Vorrei parlare di Ius Soli.

Ne vorrei parlare perché Milano e il Comune di Milano è stato parte attiva in questa partita. “Talvolta a fare un passo avanti è non indietrggiare” diceva Khaled El Asaad, ucciso a Palmira per difendere i tesori di quel luogo.

Dico non indietreggiare perché questo consiglio comunale nel 2013  ha approvato una mozione – di cui sono onorata di essere stata la prima firmataria-  che, allora   in assenza di una legge, in un momento di vuoto legislativo, chiedeva di attribuire  la  cittadinanza simbolica italiana a tutti bambini nati a Milano da genitori stranieri. Molti dei colleghi in aula, che hanno partecipato anche alla scorsa legislatura erano presenti, diversi la hanno sottoscritta.

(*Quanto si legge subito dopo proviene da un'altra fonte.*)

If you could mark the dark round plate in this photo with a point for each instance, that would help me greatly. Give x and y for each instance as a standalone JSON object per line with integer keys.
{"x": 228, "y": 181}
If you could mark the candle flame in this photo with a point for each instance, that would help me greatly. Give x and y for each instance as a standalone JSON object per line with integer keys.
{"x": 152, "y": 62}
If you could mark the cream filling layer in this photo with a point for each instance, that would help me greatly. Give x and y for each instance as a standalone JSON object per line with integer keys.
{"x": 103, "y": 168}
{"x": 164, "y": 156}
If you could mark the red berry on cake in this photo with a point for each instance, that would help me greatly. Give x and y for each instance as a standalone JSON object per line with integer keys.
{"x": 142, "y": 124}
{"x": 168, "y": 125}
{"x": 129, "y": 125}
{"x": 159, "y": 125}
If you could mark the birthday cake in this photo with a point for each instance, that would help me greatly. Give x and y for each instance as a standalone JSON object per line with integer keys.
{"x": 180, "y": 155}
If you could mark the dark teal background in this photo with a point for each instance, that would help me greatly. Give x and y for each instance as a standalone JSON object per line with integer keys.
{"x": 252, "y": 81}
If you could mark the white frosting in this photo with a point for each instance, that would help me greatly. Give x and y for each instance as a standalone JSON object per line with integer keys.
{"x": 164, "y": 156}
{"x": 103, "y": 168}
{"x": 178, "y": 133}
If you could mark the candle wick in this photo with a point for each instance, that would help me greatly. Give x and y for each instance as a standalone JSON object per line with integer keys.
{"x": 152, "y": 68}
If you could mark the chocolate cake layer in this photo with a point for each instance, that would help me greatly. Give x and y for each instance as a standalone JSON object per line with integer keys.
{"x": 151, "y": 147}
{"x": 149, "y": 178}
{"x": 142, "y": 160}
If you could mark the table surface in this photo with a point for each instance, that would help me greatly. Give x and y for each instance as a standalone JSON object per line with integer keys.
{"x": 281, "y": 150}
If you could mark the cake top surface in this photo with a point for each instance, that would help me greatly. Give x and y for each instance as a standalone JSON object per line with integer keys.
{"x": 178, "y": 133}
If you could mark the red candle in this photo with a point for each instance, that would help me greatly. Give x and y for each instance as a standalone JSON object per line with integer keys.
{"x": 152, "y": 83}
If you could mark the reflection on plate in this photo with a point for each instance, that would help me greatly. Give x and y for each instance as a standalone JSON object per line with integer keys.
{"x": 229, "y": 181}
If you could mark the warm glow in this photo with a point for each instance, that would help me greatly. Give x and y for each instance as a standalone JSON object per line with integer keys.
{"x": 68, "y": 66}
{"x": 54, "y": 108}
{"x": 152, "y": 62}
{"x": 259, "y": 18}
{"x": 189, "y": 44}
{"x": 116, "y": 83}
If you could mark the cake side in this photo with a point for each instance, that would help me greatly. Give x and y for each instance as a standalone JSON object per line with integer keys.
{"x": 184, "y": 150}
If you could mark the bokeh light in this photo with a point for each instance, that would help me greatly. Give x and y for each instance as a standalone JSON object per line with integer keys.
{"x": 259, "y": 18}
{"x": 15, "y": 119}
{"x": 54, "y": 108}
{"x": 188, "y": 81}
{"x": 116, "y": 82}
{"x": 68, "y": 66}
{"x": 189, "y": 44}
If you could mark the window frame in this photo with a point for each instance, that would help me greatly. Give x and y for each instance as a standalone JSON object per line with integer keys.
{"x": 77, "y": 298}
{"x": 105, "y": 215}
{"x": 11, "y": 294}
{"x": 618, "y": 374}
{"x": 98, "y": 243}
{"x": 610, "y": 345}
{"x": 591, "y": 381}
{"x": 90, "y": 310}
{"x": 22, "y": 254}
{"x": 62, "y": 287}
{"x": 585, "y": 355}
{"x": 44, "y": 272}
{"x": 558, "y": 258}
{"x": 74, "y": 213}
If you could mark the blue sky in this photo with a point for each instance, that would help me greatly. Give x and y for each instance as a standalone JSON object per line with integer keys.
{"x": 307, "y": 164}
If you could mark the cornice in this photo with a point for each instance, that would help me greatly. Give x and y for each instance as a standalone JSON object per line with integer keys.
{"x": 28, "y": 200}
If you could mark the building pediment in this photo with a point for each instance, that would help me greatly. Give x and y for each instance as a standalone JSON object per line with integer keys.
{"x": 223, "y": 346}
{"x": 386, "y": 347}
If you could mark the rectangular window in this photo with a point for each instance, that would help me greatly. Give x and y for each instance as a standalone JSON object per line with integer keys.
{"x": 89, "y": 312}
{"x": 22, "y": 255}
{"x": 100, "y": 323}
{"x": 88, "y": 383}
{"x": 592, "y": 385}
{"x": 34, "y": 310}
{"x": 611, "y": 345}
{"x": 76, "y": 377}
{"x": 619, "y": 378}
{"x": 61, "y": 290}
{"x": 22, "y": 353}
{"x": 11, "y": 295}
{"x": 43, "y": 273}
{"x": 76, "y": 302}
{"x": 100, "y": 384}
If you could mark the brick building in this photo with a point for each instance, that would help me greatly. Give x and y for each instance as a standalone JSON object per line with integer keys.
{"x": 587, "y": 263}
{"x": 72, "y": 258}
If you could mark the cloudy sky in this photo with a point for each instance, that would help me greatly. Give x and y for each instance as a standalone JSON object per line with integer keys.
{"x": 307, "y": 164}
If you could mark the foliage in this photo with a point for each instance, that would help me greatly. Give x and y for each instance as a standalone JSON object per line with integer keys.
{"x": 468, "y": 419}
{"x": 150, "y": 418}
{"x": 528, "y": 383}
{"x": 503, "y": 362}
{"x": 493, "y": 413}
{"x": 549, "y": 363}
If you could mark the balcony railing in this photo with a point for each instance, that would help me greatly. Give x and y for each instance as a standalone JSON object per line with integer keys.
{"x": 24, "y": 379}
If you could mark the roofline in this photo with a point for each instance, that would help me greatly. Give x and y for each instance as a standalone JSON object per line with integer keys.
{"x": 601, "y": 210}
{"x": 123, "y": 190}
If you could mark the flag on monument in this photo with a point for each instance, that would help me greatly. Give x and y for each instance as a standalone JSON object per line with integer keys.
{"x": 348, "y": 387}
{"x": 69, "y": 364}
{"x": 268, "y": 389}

Una mozione sollecitata da associazioni umanitarie come Unicef, dalla Federazione Italiana dei Pediatri, dal Naga, una mozione che ha avuto seguito positivo con cerimonie annuali emozionanti alla presenza del Sindaco e dell’assessore Majorino,  nelle scuole milanesi dove i bambini italiani figli e genitori stranieri si mescolano e non si sentono diversi dai loro compagni nati da residenti a Milano da generazioni.
Si legge in questi giorni che la legge sullo IUS soli ha avuto una battuta d’arresto, si legge della retromarcia del Governo,  e quindi  sarà riportata in aula a settembre

Faccio fatica  ad accettarlo e a  comprenderne le ragioni che vadano oltre i numeri risicati di una fiducia in aula.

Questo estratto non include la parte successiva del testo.